While many entitled people just like to throw their weight around to get their way, a 340-pound foster mom in Indiana took this concept too literally. 10-year-old Dakota Levi Stevens was in 48-year-old Jennifer Lee Wilson’s care when she decided to punish him by sitting on him for “acting bad.” After five minutes of struggling under Wilson’s evidently overweight body, Stevens stopped moving. Thinking that he was “faking,” the foster mom finally checked on him, only to discover that he was no longer breathing. He was pronounced two days later from multiple severe internal injuries.

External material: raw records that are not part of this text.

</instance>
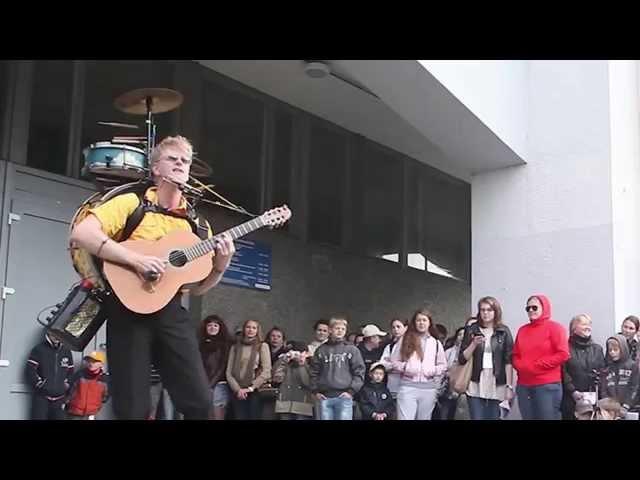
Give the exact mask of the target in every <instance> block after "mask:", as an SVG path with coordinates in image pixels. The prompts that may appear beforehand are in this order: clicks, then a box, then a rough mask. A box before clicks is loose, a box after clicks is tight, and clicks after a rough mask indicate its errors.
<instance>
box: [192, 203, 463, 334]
mask: <svg viewBox="0 0 640 480" xmlns="http://www.w3.org/2000/svg"><path fill="white" fill-rule="evenodd" d="M209 217H210V218H211V221H212V224H213V225H214V228H215V229H216V231H218V232H219V231H221V228H226V227H224V226H225V225H233V224H236V223H240V221H241V219H240V218H235V220H234V219H232V218H231V217H229V216H226V215H224V214H223V213H222V212H221V210H220V209H218V210H216V211H215V212H214V213H213V214H210V215H209ZM248 238H250V239H252V240H257V241H261V242H265V243H269V244H270V245H271V248H272V290H271V291H269V292H264V291H257V290H250V289H246V288H241V287H235V286H229V285H224V284H221V285H219V286H217V287H216V288H214V289H213V290H211V291H209V292H208V293H207V294H206V295H205V296H204V297H203V299H202V307H201V308H202V309H201V312H200V314H201V315H202V317H204V316H205V315H208V314H211V313H217V314H219V315H221V316H222V317H223V318H225V319H226V320H228V322H227V323H228V325H229V326H230V327H232V328H233V327H234V326H236V325H238V324H241V323H242V322H243V321H244V320H246V319H248V318H256V319H258V320H260V321H261V323H262V325H263V328H264V330H265V332H266V330H267V329H269V328H270V327H271V326H273V325H279V326H281V327H283V328H284V330H285V332H286V334H287V336H288V337H289V338H290V339H301V340H304V339H309V338H310V337H311V335H312V325H313V323H314V322H315V321H316V320H317V319H319V318H322V317H325V318H326V317H329V316H330V315H332V314H333V313H338V312H339V313H345V314H346V315H347V318H348V319H349V326H350V328H349V330H353V329H355V327H356V326H357V325H359V324H364V323H375V324H377V325H378V326H380V327H381V328H383V329H386V328H388V322H389V321H390V319H391V318H392V317H394V316H401V317H408V316H410V315H411V314H412V313H413V311H415V310H416V309H417V308H419V307H421V306H422V305H424V304H427V305H428V306H430V308H431V309H432V311H433V313H434V316H435V319H436V322H438V323H442V324H444V325H446V326H447V327H448V328H449V327H453V326H456V325H461V324H462V323H463V322H464V320H465V319H466V317H467V315H468V306H469V302H470V287H469V285H466V284H463V283H460V282H457V281H455V280H451V279H448V278H445V277H440V276H437V275H433V274H427V273H425V272H421V271H418V270H414V269H407V270H402V269H400V267H399V266H398V265H397V264H395V263H391V262H386V261H384V260H378V259H373V258H365V257H358V256H353V255H347V254H345V253H341V252H339V251H338V250H336V249H334V248H330V247H323V246H313V245H305V244H303V243H302V242H300V241H298V240H297V239H295V238H294V237H293V236H291V235H289V234H285V233H282V232H278V231H261V232H258V233H256V234H252V236H250V237H248ZM385 331H386V330H385Z"/></svg>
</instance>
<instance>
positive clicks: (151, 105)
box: [144, 96, 156, 161]
mask: <svg viewBox="0 0 640 480" xmlns="http://www.w3.org/2000/svg"><path fill="white" fill-rule="evenodd" d="M144 102H145V105H146V107H147V119H146V120H145V123H146V124H147V145H146V147H147V148H146V152H147V161H151V151H152V150H153V147H155V144H156V125H155V123H153V113H152V111H153V109H152V106H153V97H151V96H147V97H146V98H145V100H144Z"/></svg>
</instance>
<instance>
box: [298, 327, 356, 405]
mask: <svg viewBox="0 0 640 480" xmlns="http://www.w3.org/2000/svg"><path fill="white" fill-rule="evenodd" d="M310 373H311V391H312V392H313V393H314V394H315V393H321V394H323V395H324V396H325V397H329V398H334V397H338V396H340V394H341V393H344V392H349V393H350V394H351V396H355V394H356V393H358V391H359V390H360V389H361V388H362V385H363V384H364V375H365V367H364V360H363V359H362V355H361V354H360V350H358V348H357V347H355V346H353V345H349V344H347V343H346V342H345V341H344V340H338V341H336V340H333V339H329V340H328V341H327V342H326V343H323V344H322V345H320V346H319V347H318V348H317V350H316V351H315V353H314V354H313V358H312V359H311V365H310Z"/></svg>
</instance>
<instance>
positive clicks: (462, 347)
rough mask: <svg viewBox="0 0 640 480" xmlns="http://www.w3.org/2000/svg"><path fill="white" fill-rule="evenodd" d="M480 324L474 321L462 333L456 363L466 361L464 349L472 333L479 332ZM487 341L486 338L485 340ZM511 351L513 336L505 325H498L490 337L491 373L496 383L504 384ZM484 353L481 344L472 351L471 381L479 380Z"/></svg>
mask: <svg viewBox="0 0 640 480" xmlns="http://www.w3.org/2000/svg"><path fill="white" fill-rule="evenodd" d="M480 333H481V332H480V325H479V324H478V323H474V324H473V325H470V326H469V327H468V328H467V329H466V330H465V333H464V338H463V339H462V345H460V352H459V353H458V363H459V364H460V365H464V364H465V363H467V360H466V358H464V351H465V350H466V349H467V347H468V346H469V345H470V344H471V341H472V340H473V336H474V335H478V334H480ZM485 341H487V340H485ZM512 351H513V337H512V336H511V330H509V327H507V326H506V325H500V326H499V327H497V328H496V329H494V331H493V336H492V337H491V352H492V353H493V374H494V376H495V377H496V385H505V384H506V383H507V370H506V366H507V365H510V364H511V352H512ZM483 353H484V347H483V344H480V345H478V347H477V348H476V349H475V351H474V352H473V369H472V371H471V381H472V382H479V381H480V372H482V355H483Z"/></svg>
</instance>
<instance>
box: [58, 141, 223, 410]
mask: <svg viewBox="0 0 640 480" xmlns="http://www.w3.org/2000/svg"><path fill="white" fill-rule="evenodd" d="M192 155H193V149H192V146H191V144H190V143H189V141H188V140H187V139H186V138H184V137H181V136H177V137H167V138H165V139H164V140H163V141H162V142H160V143H159V144H158V145H157V146H156V147H155V148H154V149H153V151H152V152H151V158H150V159H149V164H150V169H151V174H152V178H153V181H154V183H155V186H153V187H150V188H148V189H147V191H146V192H145V194H144V195H145V198H146V199H147V200H148V201H150V202H151V203H152V204H155V205H157V206H159V207H161V209H160V211H153V212H148V213H146V214H145V215H144V217H143V218H142V221H141V222H140V223H139V224H138V226H137V227H136V229H135V230H134V231H133V232H132V233H131V235H130V237H129V239H131V240H159V239H161V238H163V237H165V236H166V235H168V234H170V233H172V232H175V231H177V230H187V231H192V224H191V223H190V222H189V221H188V220H187V219H186V218H184V216H185V215H184V214H185V213H186V211H187V201H186V199H185V198H184V197H183V195H182V191H181V190H180V188H179V185H185V184H186V183H187V181H188V179H189V170H190V167H191V160H192ZM139 203H140V200H139V198H138V196H137V195H136V194H135V193H127V194H122V195H119V196H116V197H114V198H112V199H111V200H109V201H107V202H106V203H104V204H102V205H100V206H98V207H96V208H93V209H91V210H90V212H91V214H90V215H88V216H87V218H85V219H84V220H83V221H82V222H80V223H79V224H78V225H77V226H76V227H75V228H74V229H73V231H72V233H71V239H70V240H71V242H72V243H75V244H77V245H78V246H79V247H81V248H84V249H86V250H87V251H89V252H90V253H91V254H92V255H95V256H97V257H99V258H101V259H103V260H107V261H109V262H112V263H116V264H120V265H124V266H127V267H129V268H130V269H132V270H135V271H136V272H137V273H138V274H139V275H140V276H141V277H143V278H146V279H153V280H154V281H155V280H157V279H159V278H161V277H162V274H163V273H164V272H165V266H166V260H165V259H162V258H159V257H155V256H150V255H144V254H141V253H138V252H135V251H133V250H131V249H129V248H127V247H126V246H124V245H122V244H120V243H118V241H117V240H118V239H119V236H120V234H121V233H122V231H123V230H124V227H125V224H126V221H127V218H128V216H129V215H130V214H131V213H132V212H133V211H134V210H135V209H136V207H137V206H138V205H139ZM163 211H165V212H167V213H166V214H165V213H162V212H163ZM181 215H182V216H181ZM206 227H207V228H208V230H209V237H212V235H213V233H212V231H211V227H210V226H209V224H208V223H206ZM234 253H235V246H234V243H233V241H232V239H231V237H230V236H229V235H227V234H225V235H222V237H221V240H220V242H219V243H218V244H217V247H216V251H215V256H214V257H213V269H212V270H211V273H210V274H209V275H208V276H207V277H206V278H205V279H204V280H203V281H202V282H200V283H199V284H197V285H196V286H195V287H194V288H192V289H191V293H192V294H194V295H202V294H204V293H205V292H206V291H208V290H209V289H210V288H212V287H214V286H215V285H217V284H218V282H219V281H220V279H221V278H222V275H223V273H224V272H225V270H226V269H227V268H228V266H229V263H230V262H231V257H232V256H233V254H234ZM180 298H181V294H180V293H177V294H176V295H175V297H173V299H172V300H171V301H170V302H169V303H168V304H167V305H166V306H164V307H163V308H162V309H160V310H158V311H157V312H154V313H150V314H140V313H135V312H133V311H131V310H129V309H128V308H127V307H125V306H124V305H123V304H122V303H121V302H120V301H119V300H118V298H117V297H116V295H110V296H109V297H108V300H107V301H106V302H105V308H106V309H107V313H108V322H107V348H108V359H109V372H110V374H111V379H112V380H111V382H112V384H111V390H112V394H113V409H114V412H115V415H116V417H117V418H119V419H125V420H127V419H145V418H147V416H148V414H149V408H150V395H149V372H150V366H151V347H152V344H153V347H154V352H155V353H156V354H157V358H156V359H155V360H156V361H157V366H158V368H159V370H160V373H161V375H162V379H163V382H164V383H165V384H166V388H167V390H168V391H169V395H170V396H171V398H172V399H173V400H174V402H175V404H176V408H177V409H178V411H180V412H181V413H182V414H183V415H184V417H185V419H207V418H208V415H209V408H210V398H209V396H210V393H209V389H208V386H207V377H206V374H205V371H204V367H203V365H202V361H201V359H200V354H199V350H198V342H197V339H196V331H195V329H194V328H193V326H192V325H191V322H190V319H189V314H188V312H187V311H186V310H185V309H184V308H183V307H182V306H181V304H180Z"/></svg>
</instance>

The plump Indiana foster mom protested to police that her intention was simply to “stop him from leaving.” The 10-year-old reportedly ran off to a neighbor’s home earlier that day, asking if he could be adopted because his parents were “hitting him in the face.” Wilson came and dragged Stevens back to the house before sitting on him as punishment. According to NBC Chicago, she has been sentenced to six years for reckless homicide.
“Did no one tell her not to take “babysitting” literally?” sarcastically remarks a Facebook comment. “Let an elephant sit on her for several minutes!!” chimes in another. “She deserves a year for every pound more she weighed than him,” says a third. “What a piece of s***. Hope she feels the full weight of the law in return,” a fourth ironically notes. “Being in foster care, this child had already suffered tragedy in his young life,” reads a top comment. “Then he encountered this monstrous individual.”
While there are naturally plenty more commenters pointing out the Indiana foster mom’s obese physique through puns and complaints, a grand majority believe six years to be an insufficient punishment. “Only 6 years for murdering a child in your care? That’s crazy,” remarks a Reddit user. “That aint enough for crushing a child to death,” seconds another. “She deserves nothing less than life in prison,” interjects a third.
Hopefully, this tragic story will help childcare institutions to better examine the people they’re choosing to be foster parents and caretakers.